Green was intent on the tribe becoming financially independent and providing ample employment opportunities for the membership. She envisioned a diverse economy anchored by sustainable timber harvest, salmon fishing and gaming.
To open the door for gaming on the Yurok Reservation, the longtime council member helped secure a tribal gaming compact.
“I was quite emotional when it finally happened. I had a tear or two,” she said at the time the gaming agreement was finalized.
Among other achievements, Green was a key negotiator in the 2012 Nez Perce Settlement, which netted the tribe $27.5 million for the federal government’s mismanagement of tribal forest lands. The settlement agreement funds were split between the tribal membership and the construction costs for the Redwood Hotel Casino, which is slated to open this summer.
Green’s advocacy for the tribe’s fishing rights runs deep. She was a vocal participant in the “Fish Wars,” which took place in the late 1970s. The federal government sent in the National Guard, armed with assault rifles, riot gear and steel jet boats, to try to stop the tribe from fishing.
Through a sustained campaign of peaceful civil disobedience, which Green was part of, the tribe prevailed in protecting a practice that has taken place on the Klamath River since time immemorial.
Green played a critical role on the management side of the tribe’s fishery too. Every year, she contributed to crafting the Harvest Management Plan, a legally binding document used to regulate subsistence and commercial salmon fishing as well as ensure fish stocks for future generations.

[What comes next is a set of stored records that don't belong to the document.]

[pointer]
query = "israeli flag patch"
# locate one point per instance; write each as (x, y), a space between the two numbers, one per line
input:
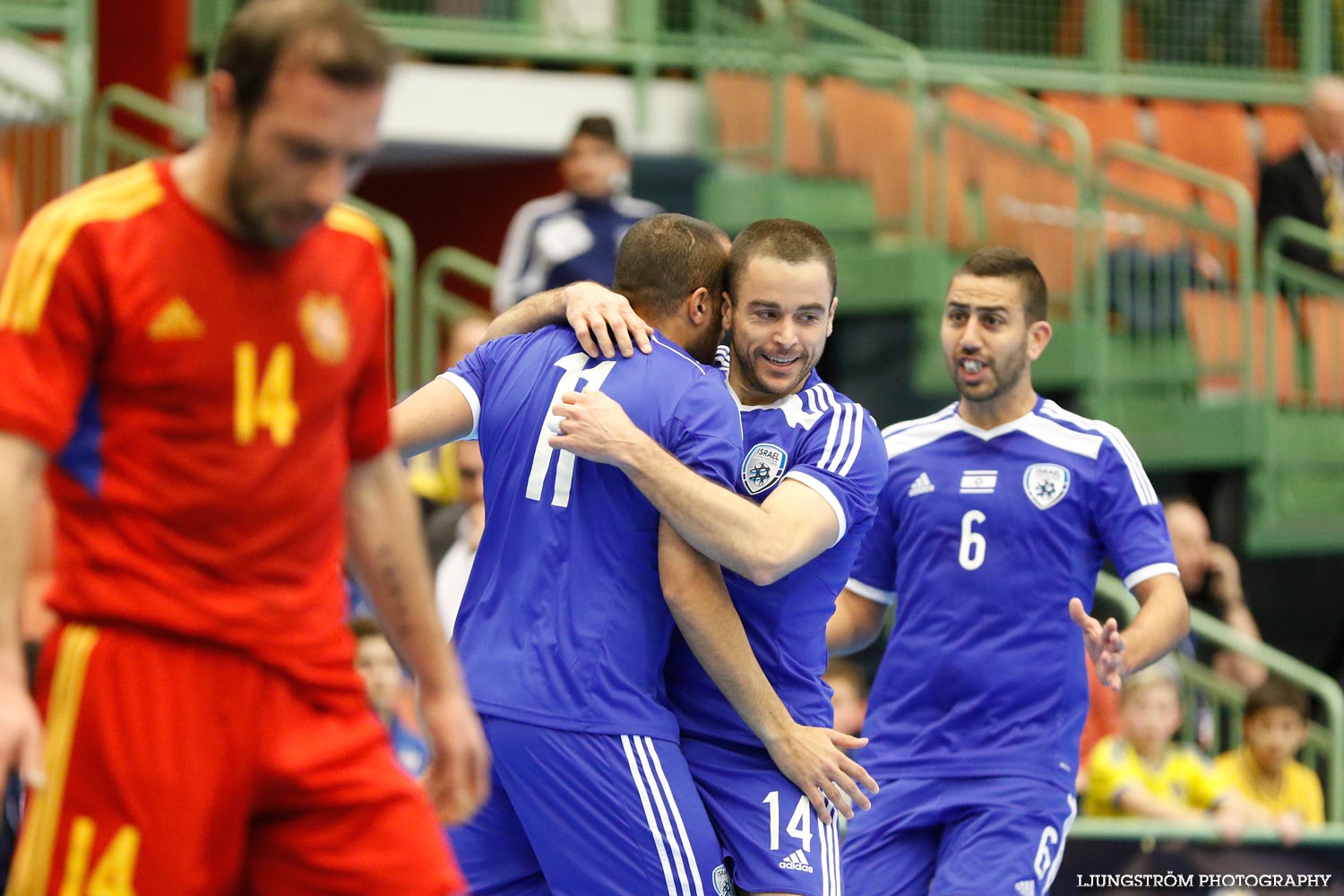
(1046, 484)
(763, 466)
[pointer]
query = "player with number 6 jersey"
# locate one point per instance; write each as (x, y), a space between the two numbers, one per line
(994, 522)
(569, 613)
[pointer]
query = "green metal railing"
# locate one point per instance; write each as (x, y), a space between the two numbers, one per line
(1306, 290)
(1029, 177)
(440, 306)
(1101, 46)
(115, 147)
(1325, 742)
(1168, 228)
(38, 136)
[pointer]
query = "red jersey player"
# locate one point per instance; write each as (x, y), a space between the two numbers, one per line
(198, 349)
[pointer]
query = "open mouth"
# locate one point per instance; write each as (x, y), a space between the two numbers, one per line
(781, 363)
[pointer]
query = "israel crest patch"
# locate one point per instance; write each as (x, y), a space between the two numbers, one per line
(1046, 484)
(763, 466)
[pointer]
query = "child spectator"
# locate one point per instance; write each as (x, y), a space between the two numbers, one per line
(1142, 772)
(1265, 770)
(376, 664)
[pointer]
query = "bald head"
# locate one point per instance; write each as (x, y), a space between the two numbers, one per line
(1325, 115)
(1190, 540)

In addition to creating policy, Green was a firm believer in the integrity of the institution, which makes those laws. She attended nearly every tribal election, whether she was running or not because “elections shape the future of the tribe.”

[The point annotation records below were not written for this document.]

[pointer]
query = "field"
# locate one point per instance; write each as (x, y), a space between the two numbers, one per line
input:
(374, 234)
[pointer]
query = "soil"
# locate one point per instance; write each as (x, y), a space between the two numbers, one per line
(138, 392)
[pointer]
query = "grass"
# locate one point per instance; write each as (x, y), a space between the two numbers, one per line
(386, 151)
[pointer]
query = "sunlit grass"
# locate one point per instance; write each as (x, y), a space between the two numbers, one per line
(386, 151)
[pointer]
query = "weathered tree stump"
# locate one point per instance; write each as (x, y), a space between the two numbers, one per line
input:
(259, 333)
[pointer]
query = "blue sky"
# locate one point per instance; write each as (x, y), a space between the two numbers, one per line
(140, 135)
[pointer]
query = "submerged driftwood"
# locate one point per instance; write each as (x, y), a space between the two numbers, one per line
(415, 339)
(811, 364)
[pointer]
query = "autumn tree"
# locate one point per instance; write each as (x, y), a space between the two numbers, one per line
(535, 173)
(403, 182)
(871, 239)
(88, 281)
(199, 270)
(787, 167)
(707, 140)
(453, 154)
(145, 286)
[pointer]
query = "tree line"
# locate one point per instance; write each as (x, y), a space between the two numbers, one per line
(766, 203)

“As a tribal leader, Bonnie listened more than she spoke,” O’Rourke said. “She took other’s ideas as seriously as she did her own. Despite dealing with long-term serious health issues, her energy level was nearly endless. The void she left will be hard to fill.”
In addition to being a Yurok Tribal Council Representative, Bonnie Green also participated in many outside agencies and committees. The long list includes but is not limited to: Native American Graves Protection Repatriation Act liaison, California Association of Tribal Governments, National Indian Gaming Association, California Rural Indian Health Board, United Indian Health Services, Inter Tribal Monitoring Association, Northern California Indian Development Council, Tribal Government Consultation Council and National Indian Education Association.
The employees of the tribe and the tribal council will forever miss our friend.